De même, on constatera avec intérêt que 42 % des médicaments délivrés dans la Marne et contenus dans le répertoire des génériques (qui comprend des médicaments princeps et des copies) sont effectivement des génériques. Pour autant, peut-on étendre cet exemple au niveau national ? Le gouvernement y serait favorable, puisque Elisabeth Guigou, ministre de l'Emploi et de la Solidarité, devrait annoncer, à l'issue de la réunion de la Commission des comptes de la Sécurité sociale le 17 mai, que sera autorisée, voire encouragée, la prescription sous DCI, c'est-à-dire sous le nom de la molécule.

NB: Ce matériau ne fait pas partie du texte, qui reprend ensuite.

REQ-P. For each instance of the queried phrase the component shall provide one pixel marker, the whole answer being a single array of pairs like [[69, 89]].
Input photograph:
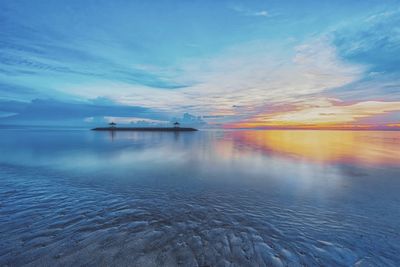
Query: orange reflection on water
[[362, 147]]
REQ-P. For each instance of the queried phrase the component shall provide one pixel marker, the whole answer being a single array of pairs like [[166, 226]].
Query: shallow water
[[207, 198]]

Le tarif de référence en question
Autre projet du gouvernement, évoqué il y a quelques jours dans ces colonnes : l'institution d'un prix de référence, c'est-à-dire d'un tarif de remboursement unique pour l'ensemble d'une classe thérapeutique, quel que soit le prix du médicament choisi par le médecin. Proposée dans le plan stratégique de la CNAM, qui voulait que toutes les classes soient concernées par un tel projet, cette réforme ne serait applicable, du moins dans un premier temps, que pour les génériques. Un système qui n'est pas sans danger pour l'avenir de ces médicaments, car rien n'empêcherait dès lors le fabricant du produit princeps d'abaisser son prix au niveau de ce tarif de référence. Ce qui pourrait condamner les génériques. « Le danger n'est pas à écarter, reconnaît d'ailleurs Pierre-Jean Lancry, mais tout dépend du niveau du prix de référence . Il ne faudrait pas qu'il soit trop rigoureux. »

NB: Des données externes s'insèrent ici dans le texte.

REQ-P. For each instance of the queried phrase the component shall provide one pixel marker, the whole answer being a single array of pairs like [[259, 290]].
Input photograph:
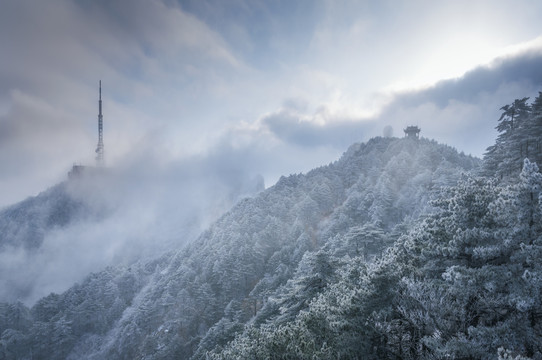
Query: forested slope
[[268, 259]]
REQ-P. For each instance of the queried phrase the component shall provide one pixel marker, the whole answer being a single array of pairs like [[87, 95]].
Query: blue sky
[[262, 87]]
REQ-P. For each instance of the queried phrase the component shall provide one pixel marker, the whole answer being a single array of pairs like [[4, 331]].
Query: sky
[[253, 87]]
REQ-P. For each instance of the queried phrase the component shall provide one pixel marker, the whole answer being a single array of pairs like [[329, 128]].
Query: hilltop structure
[[79, 170], [412, 132]]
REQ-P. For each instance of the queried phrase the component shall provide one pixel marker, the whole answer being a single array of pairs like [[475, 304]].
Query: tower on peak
[[100, 147], [412, 132]]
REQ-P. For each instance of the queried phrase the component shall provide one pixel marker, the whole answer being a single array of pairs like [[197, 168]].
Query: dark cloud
[[524, 68]]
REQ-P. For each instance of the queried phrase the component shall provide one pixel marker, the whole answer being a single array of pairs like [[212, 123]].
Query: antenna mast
[[100, 147]]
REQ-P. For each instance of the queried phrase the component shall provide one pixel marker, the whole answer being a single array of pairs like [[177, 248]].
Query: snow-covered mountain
[[256, 264], [103, 218]]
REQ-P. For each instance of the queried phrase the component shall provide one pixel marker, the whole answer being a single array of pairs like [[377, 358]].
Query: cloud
[[139, 211], [461, 111], [317, 129]]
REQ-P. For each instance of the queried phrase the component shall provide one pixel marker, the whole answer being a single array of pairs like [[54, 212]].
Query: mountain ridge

Du côté des industriels qui se sont lancés dans le générique, la réserve est forte : « Une telle politique, explique Stéphane Joly, président de Bayer Classics, pourrait déboucher sur une guerre des prix, dommageable à tous. » Et l'on aurait tort, insiste-il, de mettre en place des mesures trop contraignantes, « alors que le marché du générique est en pente ascendante ».
Une affirmation contestée par le Dr Michel Chassang, président de l'UNOF (qui regroupe les généralistes de la CSMF), pour qui « le générique ne marche pas du tout, ni chez les médecins, ni chez les patients, ni chez les pharmaciens ».
Cette hostilité se retrouve chez un certain nombre de généralistes, ce qui ne manque pas d'embarrasser les pouvoirs publics qui comptent sur la prescription en DCI et l'implication d'un tarif de référence pour annihiler ces oppositions.
Même si le développement des génériques suppose d'abord l'adhésion du public. Et là, rien n'est encore vraiment gagné, malgré les campagnes de communication qui se succèdent ces derniers mois.